きみと、まるはだかの恋
「了解。一昨日使った部屋をそのまま使ってくれていいから。それと、午前中だけでもいいから農作業手伝ってくれると嬉しい。ご飯は俺が作るし、波奈は基本家でゆっくりしてていいよ」

「え、さすがにご飯ぐらい作るよ」

 昴は農作業で一日中体力を使うだろうに、自炊までお任せするのはとても忍びない。
 とはいえ、私にまっとうな自炊スキルなんてないのだけれど……。

「いや、波奈ってあれだろ。東京であんま料理とかしてないだろ」

「うっ……どうしてそれを」

「いや、だって毎日あくせく働いてたら誰だってそうなるって。俺だって昔東京で働いてたから分かる」

「そ、そっか……。そういえば昴は東京で建築系の仕事をしてたんだっけ?」

「そうそう! 建築設計事務所で建築施工管理技士として働いてた」

「建築施工管理技士……なんだか大変そうな仕事だね」

 そのいかつい名前のついた仕事が具体的にどんな仕事なのかちっとも分からないけれど、建築関係の仕事はどれも体力勝負というイメージがある。

「ははっ。そうだな。現場の管理、監督をする仕事なんだけどどっちかっていうと調整役だな。でもどんな仕事も大変なのは変わりないだろ。波奈も、周りからは“自由でいいね”とか言われてない? 実際はめっちゃ苦労してるのに」

「う、うん。友達からはよく羨ましがられる。自由業ってのんびり好きなときだけ仕事ができていいねって……」

 フリーランスになってからこういうことを言われすぎてもう慣れたけれど、最初は「そうだね」と笑いながら「何も知らないくせに」と内心憤っていたことを思い出す。

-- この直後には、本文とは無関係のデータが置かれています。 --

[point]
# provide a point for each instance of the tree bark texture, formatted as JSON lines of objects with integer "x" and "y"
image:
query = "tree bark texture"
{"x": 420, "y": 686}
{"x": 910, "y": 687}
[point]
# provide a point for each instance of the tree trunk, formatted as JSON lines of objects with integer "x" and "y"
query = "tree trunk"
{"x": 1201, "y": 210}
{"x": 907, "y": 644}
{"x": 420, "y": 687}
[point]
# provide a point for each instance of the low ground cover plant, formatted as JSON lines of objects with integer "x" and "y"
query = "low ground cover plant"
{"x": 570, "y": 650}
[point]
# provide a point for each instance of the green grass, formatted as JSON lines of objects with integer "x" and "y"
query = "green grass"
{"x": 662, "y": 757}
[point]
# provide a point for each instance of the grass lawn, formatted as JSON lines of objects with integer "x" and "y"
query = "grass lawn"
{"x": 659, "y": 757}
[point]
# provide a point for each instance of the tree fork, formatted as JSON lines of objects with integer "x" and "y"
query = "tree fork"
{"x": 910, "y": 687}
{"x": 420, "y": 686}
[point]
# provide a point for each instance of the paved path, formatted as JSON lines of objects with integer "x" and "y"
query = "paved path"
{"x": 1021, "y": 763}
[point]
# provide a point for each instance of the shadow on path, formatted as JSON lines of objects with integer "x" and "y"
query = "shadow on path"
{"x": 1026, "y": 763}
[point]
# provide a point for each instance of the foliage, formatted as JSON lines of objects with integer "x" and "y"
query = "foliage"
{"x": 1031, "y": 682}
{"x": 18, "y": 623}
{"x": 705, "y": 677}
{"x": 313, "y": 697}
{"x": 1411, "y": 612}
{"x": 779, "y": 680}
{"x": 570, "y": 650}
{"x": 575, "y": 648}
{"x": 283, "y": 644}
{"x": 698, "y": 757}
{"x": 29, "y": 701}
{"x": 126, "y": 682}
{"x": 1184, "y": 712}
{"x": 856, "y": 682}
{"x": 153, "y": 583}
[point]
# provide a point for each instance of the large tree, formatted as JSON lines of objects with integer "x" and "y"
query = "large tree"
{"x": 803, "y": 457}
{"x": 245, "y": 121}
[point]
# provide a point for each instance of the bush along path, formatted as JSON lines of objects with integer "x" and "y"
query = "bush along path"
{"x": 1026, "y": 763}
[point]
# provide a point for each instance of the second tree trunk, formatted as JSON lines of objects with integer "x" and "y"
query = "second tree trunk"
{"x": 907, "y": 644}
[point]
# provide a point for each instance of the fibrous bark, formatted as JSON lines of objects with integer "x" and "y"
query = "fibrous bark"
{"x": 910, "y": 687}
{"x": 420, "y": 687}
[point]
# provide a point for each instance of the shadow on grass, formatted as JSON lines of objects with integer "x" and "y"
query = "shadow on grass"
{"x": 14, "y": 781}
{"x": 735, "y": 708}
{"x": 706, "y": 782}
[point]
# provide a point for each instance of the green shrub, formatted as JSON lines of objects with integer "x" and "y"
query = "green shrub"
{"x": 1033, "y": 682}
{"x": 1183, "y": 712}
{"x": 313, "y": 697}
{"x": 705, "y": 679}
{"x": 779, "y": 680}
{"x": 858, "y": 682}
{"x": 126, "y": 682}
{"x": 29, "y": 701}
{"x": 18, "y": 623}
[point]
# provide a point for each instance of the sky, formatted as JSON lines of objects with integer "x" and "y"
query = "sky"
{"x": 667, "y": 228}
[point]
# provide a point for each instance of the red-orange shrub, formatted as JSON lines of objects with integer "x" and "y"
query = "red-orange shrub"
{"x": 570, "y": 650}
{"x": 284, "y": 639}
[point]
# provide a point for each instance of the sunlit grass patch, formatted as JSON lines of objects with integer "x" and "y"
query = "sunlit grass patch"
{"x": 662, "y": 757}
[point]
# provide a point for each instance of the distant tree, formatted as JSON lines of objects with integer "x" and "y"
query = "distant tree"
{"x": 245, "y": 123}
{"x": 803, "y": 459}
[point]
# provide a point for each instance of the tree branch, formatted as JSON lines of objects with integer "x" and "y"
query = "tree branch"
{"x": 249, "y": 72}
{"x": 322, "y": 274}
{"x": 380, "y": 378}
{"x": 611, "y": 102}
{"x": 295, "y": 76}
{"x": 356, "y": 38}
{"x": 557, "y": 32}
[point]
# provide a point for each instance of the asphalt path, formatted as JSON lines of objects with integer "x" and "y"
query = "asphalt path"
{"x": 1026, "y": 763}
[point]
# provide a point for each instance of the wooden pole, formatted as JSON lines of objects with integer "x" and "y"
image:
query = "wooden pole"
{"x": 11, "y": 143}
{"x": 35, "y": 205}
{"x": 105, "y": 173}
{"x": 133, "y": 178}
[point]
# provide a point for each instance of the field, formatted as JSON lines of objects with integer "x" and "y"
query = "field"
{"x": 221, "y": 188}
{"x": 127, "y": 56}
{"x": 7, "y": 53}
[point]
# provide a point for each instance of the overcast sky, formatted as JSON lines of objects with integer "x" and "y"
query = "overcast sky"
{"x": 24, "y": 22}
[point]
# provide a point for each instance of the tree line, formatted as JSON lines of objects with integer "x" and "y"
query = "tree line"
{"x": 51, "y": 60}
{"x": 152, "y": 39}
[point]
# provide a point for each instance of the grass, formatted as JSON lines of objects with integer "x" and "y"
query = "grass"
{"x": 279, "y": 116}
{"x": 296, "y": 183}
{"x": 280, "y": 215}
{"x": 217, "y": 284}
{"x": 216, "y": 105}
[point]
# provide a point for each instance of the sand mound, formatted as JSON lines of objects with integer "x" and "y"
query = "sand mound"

「だよなー。華やかに見える世界ほど、裏では大変な思いをしてるのにな。あ、そろそろ着くぞ」

 さらりと私の気持ちを汲んでくれる昴が、なんだか愛しく思えてくる。
 昴は分かってくれるんだ。私の仕事ぶりを知らなくても、私がどんな気持ちで仕事をしているのか、理解してくれる気がする。
 これから星見里で過ごす時間が、暗いトンネルにほのかに差し込む光のように思えて、ちょっぴり楽しみになった。